Question

How do you solve ${\tan ^2}x - 3 = 0$ and find all solutions in the interval $[0,2\pi )$ ?

Answer 1

Hint: In this question, we are given an equation containing one variable. It contains the tangent function and the tangent function is raised to the power 2 so it is a polynomial equation of degree 2 or we can also call it a quadratic equation. As the degree of this equation is 2, so tangent of x has exactly 2 values. We will take the constant term to the right-hand side and then square root both sides. This way we will get 2 values of $\tan x$ . Then using the knowledge of trigonometric ratios, we can find the value of x.

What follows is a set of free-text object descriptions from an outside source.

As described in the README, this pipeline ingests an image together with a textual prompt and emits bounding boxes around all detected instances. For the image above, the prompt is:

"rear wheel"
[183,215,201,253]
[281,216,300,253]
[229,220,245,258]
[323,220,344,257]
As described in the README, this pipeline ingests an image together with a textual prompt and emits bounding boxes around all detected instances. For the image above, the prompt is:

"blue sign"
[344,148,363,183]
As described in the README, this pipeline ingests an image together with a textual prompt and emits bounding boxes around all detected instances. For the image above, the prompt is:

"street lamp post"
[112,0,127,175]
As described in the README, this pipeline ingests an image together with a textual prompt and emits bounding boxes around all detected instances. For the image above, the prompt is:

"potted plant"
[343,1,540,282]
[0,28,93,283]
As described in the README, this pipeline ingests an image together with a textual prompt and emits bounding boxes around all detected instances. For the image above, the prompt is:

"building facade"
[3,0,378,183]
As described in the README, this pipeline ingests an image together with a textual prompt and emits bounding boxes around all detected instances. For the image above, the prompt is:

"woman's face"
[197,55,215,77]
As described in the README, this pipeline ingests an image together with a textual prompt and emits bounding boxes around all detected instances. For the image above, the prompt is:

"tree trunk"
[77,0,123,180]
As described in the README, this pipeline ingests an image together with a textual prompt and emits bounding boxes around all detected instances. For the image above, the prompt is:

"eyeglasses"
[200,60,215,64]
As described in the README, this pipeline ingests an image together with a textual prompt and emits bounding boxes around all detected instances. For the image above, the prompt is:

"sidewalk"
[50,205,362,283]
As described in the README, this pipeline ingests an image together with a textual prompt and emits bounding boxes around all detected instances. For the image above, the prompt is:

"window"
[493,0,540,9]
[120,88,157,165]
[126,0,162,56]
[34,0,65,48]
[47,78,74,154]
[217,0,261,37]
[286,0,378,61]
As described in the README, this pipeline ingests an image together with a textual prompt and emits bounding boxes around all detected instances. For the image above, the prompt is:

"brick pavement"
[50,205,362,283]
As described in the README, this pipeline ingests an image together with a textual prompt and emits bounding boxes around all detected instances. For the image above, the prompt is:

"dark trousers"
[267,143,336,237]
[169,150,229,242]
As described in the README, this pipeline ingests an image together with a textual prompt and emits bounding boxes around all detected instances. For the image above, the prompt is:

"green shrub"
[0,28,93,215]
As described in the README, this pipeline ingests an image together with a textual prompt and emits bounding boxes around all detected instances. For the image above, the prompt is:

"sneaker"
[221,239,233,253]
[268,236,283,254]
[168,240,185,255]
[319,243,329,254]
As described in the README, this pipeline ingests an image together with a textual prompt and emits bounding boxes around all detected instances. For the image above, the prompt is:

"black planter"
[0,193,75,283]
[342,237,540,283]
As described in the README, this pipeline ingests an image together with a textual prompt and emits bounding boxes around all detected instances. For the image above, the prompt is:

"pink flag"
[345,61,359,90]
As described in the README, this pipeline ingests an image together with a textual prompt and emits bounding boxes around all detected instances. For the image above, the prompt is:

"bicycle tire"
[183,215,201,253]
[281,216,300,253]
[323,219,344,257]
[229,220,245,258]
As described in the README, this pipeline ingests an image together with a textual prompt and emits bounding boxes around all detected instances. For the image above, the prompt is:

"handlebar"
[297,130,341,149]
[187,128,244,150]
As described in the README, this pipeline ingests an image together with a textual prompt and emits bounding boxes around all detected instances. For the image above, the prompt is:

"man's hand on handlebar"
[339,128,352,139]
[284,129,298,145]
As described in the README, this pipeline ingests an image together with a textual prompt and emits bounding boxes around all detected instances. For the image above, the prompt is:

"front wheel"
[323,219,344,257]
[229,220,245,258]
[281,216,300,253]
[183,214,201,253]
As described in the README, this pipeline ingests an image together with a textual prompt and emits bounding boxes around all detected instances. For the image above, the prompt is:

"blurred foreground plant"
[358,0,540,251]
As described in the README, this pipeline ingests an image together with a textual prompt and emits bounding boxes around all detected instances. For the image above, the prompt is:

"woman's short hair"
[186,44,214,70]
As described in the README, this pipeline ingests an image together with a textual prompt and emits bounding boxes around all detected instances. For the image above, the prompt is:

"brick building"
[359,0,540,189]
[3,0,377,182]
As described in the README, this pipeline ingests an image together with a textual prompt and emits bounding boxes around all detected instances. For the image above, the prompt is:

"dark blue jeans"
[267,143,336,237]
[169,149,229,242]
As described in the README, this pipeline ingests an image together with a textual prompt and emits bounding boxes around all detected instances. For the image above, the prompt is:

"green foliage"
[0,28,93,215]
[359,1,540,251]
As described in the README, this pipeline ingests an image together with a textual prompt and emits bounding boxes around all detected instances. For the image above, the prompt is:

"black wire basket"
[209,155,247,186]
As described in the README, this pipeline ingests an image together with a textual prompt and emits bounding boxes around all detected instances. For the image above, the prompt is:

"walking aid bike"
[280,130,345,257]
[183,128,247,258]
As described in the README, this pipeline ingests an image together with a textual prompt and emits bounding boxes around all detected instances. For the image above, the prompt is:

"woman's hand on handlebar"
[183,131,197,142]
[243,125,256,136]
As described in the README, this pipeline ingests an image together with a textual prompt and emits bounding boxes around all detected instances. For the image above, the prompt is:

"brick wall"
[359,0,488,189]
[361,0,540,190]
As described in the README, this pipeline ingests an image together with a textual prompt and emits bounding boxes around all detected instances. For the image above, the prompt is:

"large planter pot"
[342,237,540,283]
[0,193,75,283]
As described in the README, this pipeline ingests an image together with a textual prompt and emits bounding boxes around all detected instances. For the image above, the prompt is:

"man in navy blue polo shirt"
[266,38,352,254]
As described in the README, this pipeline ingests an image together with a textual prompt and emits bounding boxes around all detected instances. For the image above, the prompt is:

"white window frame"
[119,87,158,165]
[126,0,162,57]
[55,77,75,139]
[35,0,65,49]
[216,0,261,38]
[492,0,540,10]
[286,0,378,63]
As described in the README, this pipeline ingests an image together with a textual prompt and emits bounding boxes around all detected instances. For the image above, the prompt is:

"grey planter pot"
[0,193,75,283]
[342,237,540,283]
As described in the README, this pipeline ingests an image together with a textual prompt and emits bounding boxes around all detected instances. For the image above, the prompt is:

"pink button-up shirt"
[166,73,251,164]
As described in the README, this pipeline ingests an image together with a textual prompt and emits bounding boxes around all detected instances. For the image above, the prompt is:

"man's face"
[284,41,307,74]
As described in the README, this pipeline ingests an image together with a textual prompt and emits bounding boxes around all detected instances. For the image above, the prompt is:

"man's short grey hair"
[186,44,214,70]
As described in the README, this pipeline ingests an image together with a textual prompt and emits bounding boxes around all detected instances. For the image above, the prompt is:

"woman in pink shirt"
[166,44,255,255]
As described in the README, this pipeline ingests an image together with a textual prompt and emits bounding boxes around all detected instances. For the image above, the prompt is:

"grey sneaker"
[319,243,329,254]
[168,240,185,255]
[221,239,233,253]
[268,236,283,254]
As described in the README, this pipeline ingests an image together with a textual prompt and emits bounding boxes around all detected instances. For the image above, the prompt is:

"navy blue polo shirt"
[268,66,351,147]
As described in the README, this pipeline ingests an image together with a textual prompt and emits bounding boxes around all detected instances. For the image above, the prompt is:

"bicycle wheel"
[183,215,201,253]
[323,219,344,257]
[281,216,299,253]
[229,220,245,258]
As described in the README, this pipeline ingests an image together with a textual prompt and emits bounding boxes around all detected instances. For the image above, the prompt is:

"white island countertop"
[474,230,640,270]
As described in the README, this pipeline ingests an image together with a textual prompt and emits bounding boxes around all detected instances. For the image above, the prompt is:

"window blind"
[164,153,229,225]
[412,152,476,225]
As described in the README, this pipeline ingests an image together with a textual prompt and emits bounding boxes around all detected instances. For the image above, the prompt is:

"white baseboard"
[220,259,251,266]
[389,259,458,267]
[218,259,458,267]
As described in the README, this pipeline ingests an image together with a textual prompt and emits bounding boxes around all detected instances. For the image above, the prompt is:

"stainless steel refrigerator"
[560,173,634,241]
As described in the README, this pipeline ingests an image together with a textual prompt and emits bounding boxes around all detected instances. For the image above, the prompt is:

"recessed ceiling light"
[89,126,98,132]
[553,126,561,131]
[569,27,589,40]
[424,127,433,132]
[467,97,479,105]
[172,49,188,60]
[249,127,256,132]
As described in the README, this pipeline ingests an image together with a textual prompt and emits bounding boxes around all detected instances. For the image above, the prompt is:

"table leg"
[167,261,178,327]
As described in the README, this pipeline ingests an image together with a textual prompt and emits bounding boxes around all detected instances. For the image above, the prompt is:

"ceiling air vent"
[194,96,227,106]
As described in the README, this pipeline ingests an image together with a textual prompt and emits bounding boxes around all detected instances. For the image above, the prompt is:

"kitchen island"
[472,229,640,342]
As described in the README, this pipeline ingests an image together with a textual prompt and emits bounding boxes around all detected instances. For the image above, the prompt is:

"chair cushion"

Complete step-by-step solution:
We are given that ${\tan ^2}x - 3 = 0$
\[
   \Rightarrow {\tan ^2}x = 3 \\
   \Rightarrow \tan x = \pm \sqrt 3 \\
 \]
We know that $\tan \dfrac{\pi }{3} = \sqrt 3 $ and $\tan \dfrac{{2\pi }}{3} = - \sqrt 3 $ , so the general solution of $\tan x = \pm \sqrt 3 $ is –
$x = \dfrac{\pi }{3} + \pi n,\,x = - \dfrac{\pi }{3} + \pi n$
When $n = 0$, we get $x = \dfrac{\pi }{3},\,x = - \dfrac{\pi }{3}$
When $n = 1$ , we get $x = \dfrac{{4\pi }}{3},\,x = \dfrac{{2\pi }}{3}$
When $n = 2$ , we get $x = \dfrac{{7\pi }}{3},\,x = \dfrac{{5\pi }}{3}$
We are given that x lies in the interval $[0,2\pi )$ so $x = - \dfrac{\pi }{3}$ and $x = \dfrac{{7\pi }}{3}$ is rejected.
Hence, when ${\tan ^2}x - 3 = 0$ , we get $x = \{ \dfrac{\pi }{3},\,\dfrac{{2\pi }}{3},\,\dfrac{{4\pi }}{3},\,\dfrac{{7\pi }}{3}\} $ .

Note: In the given question, we can find infinite values of x, but we have to find the values that lie in the interval $[0,2\pi )$ , that is, the values of x that are greater than or equal to 0 or smaller than $2\pi $ . In trigonometric functions, we are given an angle whose trigonometric value we have to find while in the inverse trigonometric function we are given the trigonometric value and we have to find the angle whose value it is. For example, $\tan x = \pm \sqrt 3 $ is a trigonometric function and $x = {\tan ^{ - 1}}( \pm \sqrt 3 )$ is an inverse trigonometric function.